Mas depois de 1ano e meio dessa experiência, achei que pudesse precisar finalmente de uma profissional em impeza, para dar "a geral" que eu adio infinitamente: arrastar o fogão para limpar entre o fogão e pia e embaixo do armário da pia (tá feia a coisa). E fiquei 3 meses ensaiando contratar alguém para essa limpeza específica, mas sem coragem de convidar qualquer uma das faxineiras do prédio para fazer o serviço que eu sei que é frescura e preguiça minha não fazer.
Ontem, ouvi barulho no apto da frente, onde houve uma mudança recente e ainda não conheci o vizinho. Quase entrei na casa, vi uma mulher e fui me apresentar: 'Oi, você é a vizinha nova?". Não era, estava com um macacão de uniforme e disse que estava faxinando para o morador. Ela era da empresa de limpeza terceirizada da firma onde ele trabalhava e veio quebrar um galho.

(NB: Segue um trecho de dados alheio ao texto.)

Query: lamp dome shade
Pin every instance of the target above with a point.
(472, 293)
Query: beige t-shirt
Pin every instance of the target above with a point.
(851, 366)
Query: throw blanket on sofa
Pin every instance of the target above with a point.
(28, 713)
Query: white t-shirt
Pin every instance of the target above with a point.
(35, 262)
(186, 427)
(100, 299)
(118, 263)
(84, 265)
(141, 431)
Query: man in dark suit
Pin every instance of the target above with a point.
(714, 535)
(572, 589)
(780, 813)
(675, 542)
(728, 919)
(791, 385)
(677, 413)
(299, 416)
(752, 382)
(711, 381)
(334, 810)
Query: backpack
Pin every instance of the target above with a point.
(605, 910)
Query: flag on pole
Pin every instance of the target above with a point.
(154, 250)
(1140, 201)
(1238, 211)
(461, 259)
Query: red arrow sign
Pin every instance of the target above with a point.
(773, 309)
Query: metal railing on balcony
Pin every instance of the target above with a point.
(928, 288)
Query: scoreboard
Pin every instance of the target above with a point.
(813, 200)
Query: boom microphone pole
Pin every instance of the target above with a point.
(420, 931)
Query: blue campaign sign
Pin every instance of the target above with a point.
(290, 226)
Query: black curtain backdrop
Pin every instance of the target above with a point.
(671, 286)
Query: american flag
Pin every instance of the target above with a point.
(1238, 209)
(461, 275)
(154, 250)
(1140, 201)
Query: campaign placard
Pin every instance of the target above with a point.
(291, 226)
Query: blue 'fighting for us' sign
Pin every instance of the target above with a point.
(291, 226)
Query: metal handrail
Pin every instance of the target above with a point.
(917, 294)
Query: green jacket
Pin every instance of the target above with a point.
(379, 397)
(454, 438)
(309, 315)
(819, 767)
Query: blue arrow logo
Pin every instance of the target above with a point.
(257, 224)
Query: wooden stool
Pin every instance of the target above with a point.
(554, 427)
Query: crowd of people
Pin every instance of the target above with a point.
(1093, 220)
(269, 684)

Opa! uma trabalhadora assalariada que está complementando a renda! Demorei uns minutinhos criando coragem, voltei e fiz o convite: "Vc tem algum dia vago na semana?" Ela: "pode ser depois das 15?"
Seria perfeito! Apenas 3 horas de serviço em casa, eu pagaria uma diária completa (R$60 aqui em Campinas) e teria meu cantinho da cozinha limpo por alguém que por necessidade se tornou mais eficiente que eu nesse serviço.
Combinado.
Mas aí ela nem veio hoje (e esquecemos de trocar telefone ontem, não tinha como ela me avisar se aconteceu algo). Foi a chance para eu voltar a me perguntar se eu realmente deveria insistir em contratar esse tipo de serviço (um mimo para quem não tem filhos). O cantinho da bagunça tá logo ali, entre o fogão e pia. ê dúvida.